All new directors must be provided with these Corporate Governance Guidelines and will participate in the Company’s orientation initiatives as soon as practicable after the meeting at which new directors are elected. The initiatives will include presentations by senior management and outside advisors as appropriate to familiarize new directors with the Company’s business, its strategic plans, its significant financial, accounting and risk management issues and its compliance programs, as well as their fiduciary duties and responsibilities as directors. All other directors are also invited to attend any orientation initiatives.
Directors are encouraged to participate in continuing education as appropriate for the directors, at least once every two years.
The Corporate Governance and Nominating Committee will periodically review and recommend, and the Board will approve, the form and amount of director compensation in accordance with the corporate policies and principles relevant to director compensation. It is the Company’s policy that a significant portion of director compensation be in the form of Company stock or equity-based awards. The Board will consider that directors’ independence may be jeopardized if director compensation and perquisites exceed customary levels, if the Company makes substantial charitable contributions to organizations with which a director is affiliated, or if the Company enters into consulting contracts with (or provides other indirect forms of compensation to) a director or an organization with which the director is affiliated.
Directors will be expected to own three times the Annual Cash Individual Retainer in Greatbatch Stock within five years of Board service.

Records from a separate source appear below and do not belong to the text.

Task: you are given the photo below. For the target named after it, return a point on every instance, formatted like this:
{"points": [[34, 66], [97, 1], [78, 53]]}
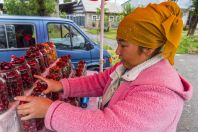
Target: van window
{"points": [[3, 43], [17, 36], [65, 37], [59, 34]]}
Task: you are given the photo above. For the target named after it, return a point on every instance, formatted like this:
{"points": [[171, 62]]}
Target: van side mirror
{"points": [[88, 46]]}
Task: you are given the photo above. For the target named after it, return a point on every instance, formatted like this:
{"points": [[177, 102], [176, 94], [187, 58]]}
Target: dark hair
{"points": [[157, 51]]}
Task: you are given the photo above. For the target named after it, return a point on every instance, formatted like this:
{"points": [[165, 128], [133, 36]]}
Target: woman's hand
{"points": [[53, 86], [36, 107]]}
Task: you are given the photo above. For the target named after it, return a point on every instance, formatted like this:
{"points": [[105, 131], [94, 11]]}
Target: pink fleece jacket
{"points": [[151, 103]]}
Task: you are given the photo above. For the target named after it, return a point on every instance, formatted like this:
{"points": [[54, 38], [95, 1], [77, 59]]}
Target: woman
{"points": [[142, 93]]}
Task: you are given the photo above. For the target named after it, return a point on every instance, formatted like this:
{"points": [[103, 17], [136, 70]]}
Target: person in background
{"points": [[141, 93]]}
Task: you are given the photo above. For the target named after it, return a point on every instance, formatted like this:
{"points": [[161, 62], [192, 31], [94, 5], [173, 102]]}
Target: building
{"points": [[84, 12], [184, 5]]}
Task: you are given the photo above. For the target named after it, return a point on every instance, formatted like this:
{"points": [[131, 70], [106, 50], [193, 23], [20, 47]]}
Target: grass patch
{"points": [[188, 44]]}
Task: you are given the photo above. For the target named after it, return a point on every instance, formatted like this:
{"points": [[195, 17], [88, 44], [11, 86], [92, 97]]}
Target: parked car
{"points": [[17, 33]]}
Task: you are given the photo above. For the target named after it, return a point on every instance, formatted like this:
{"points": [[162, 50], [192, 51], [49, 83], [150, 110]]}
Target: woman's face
{"points": [[129, 54]]}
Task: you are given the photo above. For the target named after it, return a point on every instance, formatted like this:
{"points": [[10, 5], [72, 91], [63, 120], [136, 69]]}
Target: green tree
{"points": [[30, 7], [193, 18], [106, 18], [127, 9]]}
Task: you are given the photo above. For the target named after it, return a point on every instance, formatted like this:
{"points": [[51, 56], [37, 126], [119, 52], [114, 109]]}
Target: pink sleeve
{"points": [[145, 108], [91, 86]]}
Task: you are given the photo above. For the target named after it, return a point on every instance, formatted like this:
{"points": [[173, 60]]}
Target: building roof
{"points": [[184, 4], [91, 6]]}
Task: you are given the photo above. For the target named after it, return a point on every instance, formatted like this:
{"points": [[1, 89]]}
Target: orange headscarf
{"points": [[154, 26]]}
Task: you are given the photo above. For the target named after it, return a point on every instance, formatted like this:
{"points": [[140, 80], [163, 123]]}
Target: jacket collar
{"points": [[132, 74]]}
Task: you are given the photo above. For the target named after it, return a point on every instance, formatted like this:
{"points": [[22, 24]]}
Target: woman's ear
{"points": [[148, 51]]}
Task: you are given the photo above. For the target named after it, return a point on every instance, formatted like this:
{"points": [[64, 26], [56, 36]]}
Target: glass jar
{"points": [[49, 52], [34, 66], [3, 96], [24, 68], [45, 54], [55, 73], [13, 80], [81, 69], [39, 57], [27, 125], [53, 48]]}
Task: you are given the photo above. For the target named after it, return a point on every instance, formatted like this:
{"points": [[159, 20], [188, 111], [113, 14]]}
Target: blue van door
{"points": [[15, 37], [68, 41]]}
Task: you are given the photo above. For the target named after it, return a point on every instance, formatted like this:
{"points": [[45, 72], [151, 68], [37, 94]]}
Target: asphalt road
{"points": [[186, 65]]}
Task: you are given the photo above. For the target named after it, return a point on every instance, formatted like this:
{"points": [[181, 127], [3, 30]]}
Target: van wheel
{"points": [[95, 68]]}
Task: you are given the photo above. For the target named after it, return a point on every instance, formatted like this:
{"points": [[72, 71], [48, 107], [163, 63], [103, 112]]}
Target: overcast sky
{"points": [[118, 1]]}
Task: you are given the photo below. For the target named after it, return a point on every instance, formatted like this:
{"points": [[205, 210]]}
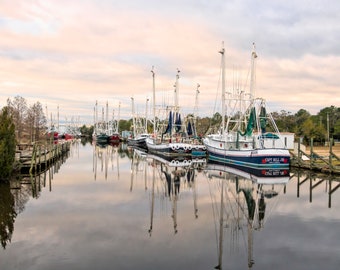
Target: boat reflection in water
{"points": [[241, 201], [168, 175], [105, 155]]}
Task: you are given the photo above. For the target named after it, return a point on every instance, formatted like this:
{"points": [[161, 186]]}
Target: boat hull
{"points": [[251, 158], [175, 149]]}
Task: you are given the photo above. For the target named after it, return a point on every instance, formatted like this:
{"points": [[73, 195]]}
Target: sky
{"points": [[70, 54]]}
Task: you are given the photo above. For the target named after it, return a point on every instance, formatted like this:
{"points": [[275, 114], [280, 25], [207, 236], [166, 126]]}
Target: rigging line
{"points": [[217, 90]]}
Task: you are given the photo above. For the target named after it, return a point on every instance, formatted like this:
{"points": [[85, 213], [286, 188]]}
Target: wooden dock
{"points": [[325, 160], [37, 157]]}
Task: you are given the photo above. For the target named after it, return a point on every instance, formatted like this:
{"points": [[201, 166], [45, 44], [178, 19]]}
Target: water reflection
{"points": [[168, 176], [313, 180], [186, 213], [244, 196]]}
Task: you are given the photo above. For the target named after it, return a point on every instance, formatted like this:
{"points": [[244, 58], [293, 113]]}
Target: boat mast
{"points": [[107, 117], [154, 101], [196, 101], [223, 87], [118, 120], [133, 117], [253, 75], [176, 90], [146, 115]]}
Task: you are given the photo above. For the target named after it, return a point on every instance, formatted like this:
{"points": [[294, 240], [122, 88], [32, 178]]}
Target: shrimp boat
{"points": [[173, 139], [248, 135], [140, 128]]}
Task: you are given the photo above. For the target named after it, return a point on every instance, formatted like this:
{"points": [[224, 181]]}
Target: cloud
{"points": [[64, 51]]}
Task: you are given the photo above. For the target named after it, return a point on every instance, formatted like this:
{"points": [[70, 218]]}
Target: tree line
{"points": [[22, 123]]}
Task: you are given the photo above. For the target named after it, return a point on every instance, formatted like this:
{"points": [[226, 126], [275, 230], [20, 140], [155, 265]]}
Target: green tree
{"points": [[7, 144]]}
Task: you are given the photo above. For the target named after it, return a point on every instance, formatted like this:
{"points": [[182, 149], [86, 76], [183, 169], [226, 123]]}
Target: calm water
{"points": [[112, 208]]}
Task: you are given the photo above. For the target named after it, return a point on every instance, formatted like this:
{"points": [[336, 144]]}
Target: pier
{"points": [[325, 160], [37, 157]]}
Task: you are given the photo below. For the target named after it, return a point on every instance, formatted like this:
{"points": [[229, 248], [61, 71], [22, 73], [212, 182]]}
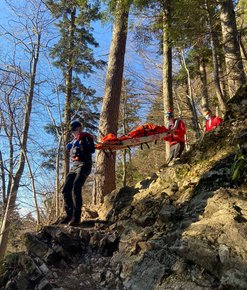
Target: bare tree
{"points": [[30, 42]]}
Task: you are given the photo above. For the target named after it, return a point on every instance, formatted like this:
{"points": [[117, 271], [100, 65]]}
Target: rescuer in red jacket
{"points": [[212, 122], [176, 138]]}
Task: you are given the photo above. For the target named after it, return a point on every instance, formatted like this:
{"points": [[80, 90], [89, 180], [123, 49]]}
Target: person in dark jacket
{"points": [[176, 138], [212, 122], [81, 149]]}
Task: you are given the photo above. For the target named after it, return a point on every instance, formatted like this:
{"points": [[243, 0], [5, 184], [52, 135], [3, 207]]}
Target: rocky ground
{"points": [[184, 228]]}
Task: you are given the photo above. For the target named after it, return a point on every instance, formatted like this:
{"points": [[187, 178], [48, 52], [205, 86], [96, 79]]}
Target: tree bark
{"points": [[2, 172], [191, 98], [167, 66], [234, 65], [105, 166], [203, 78], [68, 93], [216, 77]]}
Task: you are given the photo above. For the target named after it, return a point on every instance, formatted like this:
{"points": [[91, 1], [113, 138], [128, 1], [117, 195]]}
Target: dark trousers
{"points": [[175, 151], [72, 189]]}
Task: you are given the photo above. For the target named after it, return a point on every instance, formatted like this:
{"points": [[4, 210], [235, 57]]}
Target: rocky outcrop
{"points": [[185, 227]]}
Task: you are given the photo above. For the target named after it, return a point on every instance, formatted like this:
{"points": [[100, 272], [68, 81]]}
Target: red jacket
{"points": [[212, 123], [178, 135]]}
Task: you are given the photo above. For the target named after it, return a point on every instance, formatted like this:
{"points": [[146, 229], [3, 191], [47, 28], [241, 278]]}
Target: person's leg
{"points": [[67, 195], [177, 149], [182, 146], [81, 176], [172, 153]]}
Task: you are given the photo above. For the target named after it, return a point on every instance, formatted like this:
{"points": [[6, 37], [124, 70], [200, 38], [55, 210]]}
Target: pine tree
{"points": [[73, 55], [105, 167]]}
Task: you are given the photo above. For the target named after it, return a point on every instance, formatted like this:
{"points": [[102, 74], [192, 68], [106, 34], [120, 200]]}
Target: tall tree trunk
{"points": [[105, 166], [68, 93], [2, 173], [5, 227], [191, 98], [124, 153], [167, 65], [124, 162], [234, 65], [203, 78], [216, 77]]}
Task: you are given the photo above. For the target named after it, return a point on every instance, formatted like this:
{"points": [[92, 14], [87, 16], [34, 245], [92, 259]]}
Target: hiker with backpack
{"points": [[176, 138], [81, 149], [212, 122]]}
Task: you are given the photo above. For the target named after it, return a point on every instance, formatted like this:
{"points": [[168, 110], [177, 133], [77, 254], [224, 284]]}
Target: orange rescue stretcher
{"points": [[143, 134]]}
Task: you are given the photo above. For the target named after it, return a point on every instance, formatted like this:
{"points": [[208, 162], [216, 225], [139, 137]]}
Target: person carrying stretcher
{"points": [[176, 138]]}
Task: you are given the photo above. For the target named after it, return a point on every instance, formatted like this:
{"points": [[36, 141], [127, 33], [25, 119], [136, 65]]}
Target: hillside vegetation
{"points": [[182, 228]]}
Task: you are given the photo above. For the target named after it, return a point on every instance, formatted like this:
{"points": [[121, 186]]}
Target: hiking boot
{"points": [[74, 223], [64, 220]]}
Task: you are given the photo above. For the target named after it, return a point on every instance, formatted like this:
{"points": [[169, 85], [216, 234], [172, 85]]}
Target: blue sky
{"points": [[134, 64]]}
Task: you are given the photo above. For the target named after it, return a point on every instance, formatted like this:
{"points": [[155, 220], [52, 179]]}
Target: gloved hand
{"points": [[69, 146]]}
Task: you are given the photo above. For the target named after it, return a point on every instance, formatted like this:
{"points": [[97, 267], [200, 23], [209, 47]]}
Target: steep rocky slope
{"points": [[185, 227]]}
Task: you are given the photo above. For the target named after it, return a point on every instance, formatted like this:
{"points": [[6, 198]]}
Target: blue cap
{"points": [[169, 115], [74, 125]]}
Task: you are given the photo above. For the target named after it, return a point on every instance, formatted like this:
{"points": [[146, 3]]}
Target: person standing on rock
{"points": [[212, 122], [81, 148], [176, 138]]}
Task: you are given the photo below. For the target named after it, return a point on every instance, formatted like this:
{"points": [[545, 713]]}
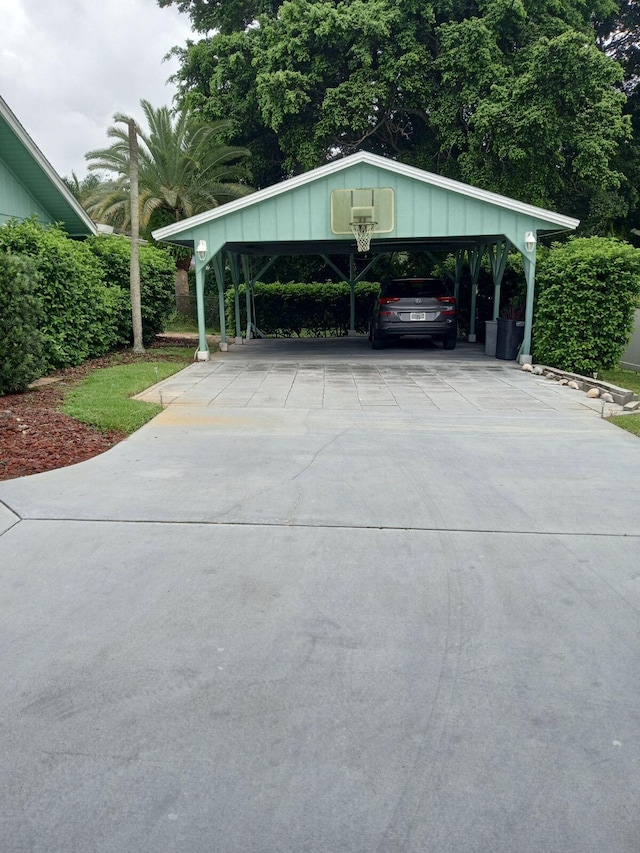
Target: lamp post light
{"points": [[530, 241]]}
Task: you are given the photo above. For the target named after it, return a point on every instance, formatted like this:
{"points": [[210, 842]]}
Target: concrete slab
{"points": [[333, 618], [187, 687]]}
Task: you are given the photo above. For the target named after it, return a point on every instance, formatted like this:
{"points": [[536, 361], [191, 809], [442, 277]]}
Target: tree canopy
{"points": [[531, 98]]}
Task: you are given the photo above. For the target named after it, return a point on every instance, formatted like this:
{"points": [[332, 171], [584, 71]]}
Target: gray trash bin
{"points": [[510, 335]]}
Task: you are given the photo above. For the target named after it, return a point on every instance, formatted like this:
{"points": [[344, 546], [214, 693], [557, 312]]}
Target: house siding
{"points": [[16, 202]]}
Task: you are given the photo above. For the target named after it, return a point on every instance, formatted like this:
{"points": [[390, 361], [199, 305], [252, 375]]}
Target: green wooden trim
{"points": [[202, 332], [218, 267], [530, 275], [234, 265]]}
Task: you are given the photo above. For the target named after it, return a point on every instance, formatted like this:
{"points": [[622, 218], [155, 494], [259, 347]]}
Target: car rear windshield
{"points": [[412, 287]]}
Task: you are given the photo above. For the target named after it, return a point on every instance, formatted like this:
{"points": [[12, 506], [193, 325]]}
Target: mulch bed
{"points": [[35, 436]]}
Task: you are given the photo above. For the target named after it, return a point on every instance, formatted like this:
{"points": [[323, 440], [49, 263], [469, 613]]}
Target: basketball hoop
{"points": [[362, 232]]}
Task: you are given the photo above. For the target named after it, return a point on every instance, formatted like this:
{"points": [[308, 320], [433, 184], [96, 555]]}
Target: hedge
{"points": [[21, 341], [588, 291], [83, 290], [294, 309], [157, 281]]}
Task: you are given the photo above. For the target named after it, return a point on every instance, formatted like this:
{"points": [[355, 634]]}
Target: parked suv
{"points": [[423, 307]]}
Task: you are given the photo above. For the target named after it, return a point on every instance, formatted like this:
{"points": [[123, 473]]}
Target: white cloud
{"points": [[66, 66]]}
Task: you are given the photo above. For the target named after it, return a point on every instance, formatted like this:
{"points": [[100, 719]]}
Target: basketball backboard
{"points": [[351, 207]]}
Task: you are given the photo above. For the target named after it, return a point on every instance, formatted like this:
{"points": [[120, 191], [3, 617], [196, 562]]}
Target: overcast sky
{"points": [[66, 66]]}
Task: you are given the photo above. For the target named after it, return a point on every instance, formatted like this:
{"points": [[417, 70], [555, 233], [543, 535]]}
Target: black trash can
{"points": [[510, 335]]}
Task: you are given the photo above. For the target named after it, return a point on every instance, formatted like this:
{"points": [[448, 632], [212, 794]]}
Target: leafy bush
{"points": [[589, 288], [157, 281], [21, 342], [79, 319], [83, 290], [288, 310]]}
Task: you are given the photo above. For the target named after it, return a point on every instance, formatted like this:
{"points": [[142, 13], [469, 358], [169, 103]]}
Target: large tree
{"points": [[185, 168], [517, 96]]}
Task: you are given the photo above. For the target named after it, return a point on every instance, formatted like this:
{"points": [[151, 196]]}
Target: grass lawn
{"points": [[103, 398], [625, 379]]}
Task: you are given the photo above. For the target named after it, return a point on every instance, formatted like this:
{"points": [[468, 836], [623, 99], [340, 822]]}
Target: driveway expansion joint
{"points": [[285, 524]]}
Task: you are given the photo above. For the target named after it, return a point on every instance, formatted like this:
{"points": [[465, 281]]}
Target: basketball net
{"points": [[362, 232]]}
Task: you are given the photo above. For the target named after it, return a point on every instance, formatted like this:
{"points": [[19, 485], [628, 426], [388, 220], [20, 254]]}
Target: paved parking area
{"points": [[347, 375], [310, 608]]}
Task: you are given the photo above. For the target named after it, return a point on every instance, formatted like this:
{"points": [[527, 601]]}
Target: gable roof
{"points": [[553, 221], [32, 170]]}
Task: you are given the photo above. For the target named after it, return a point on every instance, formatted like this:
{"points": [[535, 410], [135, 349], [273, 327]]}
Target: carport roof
{"points": [[431, 210]]}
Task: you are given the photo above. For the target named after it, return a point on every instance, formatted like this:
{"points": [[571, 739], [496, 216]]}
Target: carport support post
{"points": [[235, 277], [352, 299], [459, 268], [498, 254], [246, 271], [530, 275], [475, 259], [218, 266], [203, 346]]}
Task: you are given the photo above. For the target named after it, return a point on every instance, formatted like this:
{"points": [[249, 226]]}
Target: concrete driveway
{"points": [[398, 615]]}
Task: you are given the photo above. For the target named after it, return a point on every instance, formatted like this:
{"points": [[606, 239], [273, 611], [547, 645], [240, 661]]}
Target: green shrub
{"points": [[157, 281], [21, 341], [289, 310], [588, 291], [78, 315]]}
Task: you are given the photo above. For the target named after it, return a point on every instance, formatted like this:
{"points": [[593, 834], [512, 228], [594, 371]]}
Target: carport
{"points": [[427, 213]]}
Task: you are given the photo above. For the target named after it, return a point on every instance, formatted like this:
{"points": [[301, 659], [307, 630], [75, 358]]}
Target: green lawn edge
{"points": [[103, 399], [624, 379]]}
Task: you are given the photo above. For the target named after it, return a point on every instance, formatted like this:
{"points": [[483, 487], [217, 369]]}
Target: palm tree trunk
{"points": [[183, 302], [136, 307]]}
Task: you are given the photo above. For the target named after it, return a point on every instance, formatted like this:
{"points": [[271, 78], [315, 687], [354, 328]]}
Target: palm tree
{"points": [[184, 169]]}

The Compensation and Organization Committee will review and approve corporate goals and objectives relevant to the compensation of the Chief Executive Officer, evaluate the Chief Executive Officer’s performance based on these goals and objectives and set the Chief Executive Officer’s compensation level based on this evaluation. The Chairman will solicit input from the entire Board. The results of the annual review will be discussed with the entire Board of Directors in order to ensure that the Chief Executive Officer is providing the necessary leadership for the Company in the long-and short-term.
The Corporate Governance and Nominating Committee will report to the Board at least annually on succession planning for the Chief Executive Officer. The Board will work with the Corporate Governance and Nominating Committee as necessary to nominate a successor to the Chief Executive Officer. The Chief Executive Officer should make available to the Board his or her recommendations and evaluations of potential successors, including in the event of an unexpected emergency, along with a review of any development plans recommended for such individual.
The Corporate Governance and Nominating Committee, on behalf of the Board, will conduct an annual evaluation of the Board and of each committee to determine whether they are functioning effectively, and will submit a report to the full Board at the end of the review.
The assessment will focus on the contribution to the Company by the Board and each committee. Individual self evaluation will be completed by each director and reviewed annually with the Chairman and the Chair of the Corporate Governance and Nominating Committee. The Corporate Governance and Nominating Committee will establish the criteria to be used in such evaluations.
The Company intends to, and the directors will be entitled to have the Company, purchase reasonable directors’ and officers’ liability insurance on behalf of the directors to the extent reasonably available. In addition, the directors will receive the benefits of indemnification provided by the Company’s certificate of incorporation and by-Laws, as well as the benefits afforded by the provisions regarding absence of personal liability contained in the Company’s certificate of incorporation.